Beyond what's deliberately excluded, here's what's in but imperfect:
- The sample period (2014–2024) is mostly the falling-rate era. Higher-rate regimes are under-represented, which affects the calibration of all engines but especially Max-Sharpe and Black-Litterman.
- yfinance can be flaky on cloud hosts. The app falls back to calibrated synthetic returns when this happens — fine for the demo, not fine for production.
- 252-day estimation windows are reactive, not predictive. Weights respond to past stress, not future stress.
- Quarterly rebalance is hard-coded, not optimised.
- The 30% per-asset cap is a regularisation choice, not a derived bound.
- The CPPI floor (90%) and multiplier (m=3) are heuristic, not optimised.
- Profiles are static (no glide path).
- The knowledge gate is a soft cap, not a regulatory replacement.
- ESG and exclusion answers are recorded but do not yet filter the asset universe.
- Black-Litterman views are a fixed default, not user-elicited.
- Regime-tilt thresholds (low=0.30, high=0.65) are calibrated for a 14-asset multi-class universe. They would need recalibration for any other universe.

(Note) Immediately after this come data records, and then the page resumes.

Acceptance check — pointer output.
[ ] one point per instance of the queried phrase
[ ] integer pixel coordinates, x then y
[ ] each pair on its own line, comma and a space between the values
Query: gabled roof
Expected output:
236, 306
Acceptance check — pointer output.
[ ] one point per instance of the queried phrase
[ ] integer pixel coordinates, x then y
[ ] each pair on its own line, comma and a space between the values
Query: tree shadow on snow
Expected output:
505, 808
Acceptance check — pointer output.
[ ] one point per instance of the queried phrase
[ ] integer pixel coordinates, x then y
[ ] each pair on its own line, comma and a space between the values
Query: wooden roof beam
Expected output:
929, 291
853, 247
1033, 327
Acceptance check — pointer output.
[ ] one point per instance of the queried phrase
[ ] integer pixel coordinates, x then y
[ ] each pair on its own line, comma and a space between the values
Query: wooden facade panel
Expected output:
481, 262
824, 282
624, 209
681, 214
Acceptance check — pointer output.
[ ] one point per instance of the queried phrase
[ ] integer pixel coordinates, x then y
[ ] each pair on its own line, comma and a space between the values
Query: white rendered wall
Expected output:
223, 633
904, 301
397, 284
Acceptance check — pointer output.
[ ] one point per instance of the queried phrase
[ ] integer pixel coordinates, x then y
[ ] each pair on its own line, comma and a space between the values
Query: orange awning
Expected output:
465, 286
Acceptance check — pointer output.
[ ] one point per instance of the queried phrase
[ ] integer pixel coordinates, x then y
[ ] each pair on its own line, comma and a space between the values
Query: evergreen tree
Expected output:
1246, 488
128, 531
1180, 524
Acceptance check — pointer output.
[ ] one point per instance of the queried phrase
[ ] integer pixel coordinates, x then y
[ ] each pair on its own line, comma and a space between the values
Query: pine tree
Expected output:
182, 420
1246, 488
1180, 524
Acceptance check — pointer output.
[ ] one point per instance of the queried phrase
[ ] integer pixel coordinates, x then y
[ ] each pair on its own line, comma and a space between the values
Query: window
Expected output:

None of these limitations invalidate the project as a teaching demo. All of them would need to be addressed before any production use. Documenting them is what makes the demo defensible — a real compliance officer could read this section and either approve the limitations as acceptable scope-restrictions or flag them as blockers, but in either case they have what they need.

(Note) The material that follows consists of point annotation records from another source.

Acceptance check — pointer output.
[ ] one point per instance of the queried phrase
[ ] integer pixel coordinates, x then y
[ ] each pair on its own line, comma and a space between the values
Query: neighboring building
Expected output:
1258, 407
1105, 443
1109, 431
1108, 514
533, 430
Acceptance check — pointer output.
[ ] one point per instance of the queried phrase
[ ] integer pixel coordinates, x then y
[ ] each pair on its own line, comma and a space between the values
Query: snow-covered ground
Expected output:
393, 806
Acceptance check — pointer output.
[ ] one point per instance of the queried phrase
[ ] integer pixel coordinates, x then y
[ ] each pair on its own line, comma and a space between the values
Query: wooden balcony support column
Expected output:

The codebase is nine Python modules plus the Streamlit app:
| Module | What it owns |
|---|---|
roboadvisor.py |
Asset universe definition, the six allocation engines, score-modulation, the backtest with optional frictions (expense ratios, transaction costs), the Allocation dataclass, summary stats including Sortino/Calmar/Information Ratio, drawdown calculation. The brain. |
intake.py |
The three intake tiers, the question schemas, the scoring rule with knowledge gate, the continuous-score result for parameter modulation, P6 routing logic. |
macro.py |
Macro indicator downloads, synthetic-data fallback, the regime classifier, profile-aware regime interpretation, statistical shock detection, weekly-changes table, asset-macro correlations. |
graph_methods.py |
Mantegna distance, MST construction, eigenvector centrality, HRP, the centrality tilt, the regime-aware tilt strength function. |
explainability.py |
The risk declarations (six profiles), the parameter glossary, the IPS rendering. All hand-written content, no LLM. |
monte_carlo.py |
Bootstrap forward simulation. Path generation, percentile bands, goal-tracking (probability of hitting target wealth, time-to-target), regular contributions. |
news_feed.py |
RSS-based financial headline fetcher. Display only, no analysis. Optional dependency on feedparser; falls back gracefully if unavailable. |
app.py |
The Streamlit UI. CSS, masthead, tier picker, questionnaire, seven result tabs (Allocation, Risk Declaration, Parameters, Asset Network, Macro Dashboard, Backtest, Forward Projection). |
clap_to_launch.py |
Optional cold-open gimmick — unrelated to the modelling. |
Plus:
requirements.txt— pinned dependencies.notebook_modelling.ipynb— Jupyter notebook for the in-class technical deep-dive.architecture.svg— the system architecture diagram.methodology.html— the executive deck (13 slides).landing/index.html— the portfolio landing page.profile_analytics.py— standalone analytics script that generates per-profile reports.
That's the system, end to end. Read this document linearly and you understand every piece.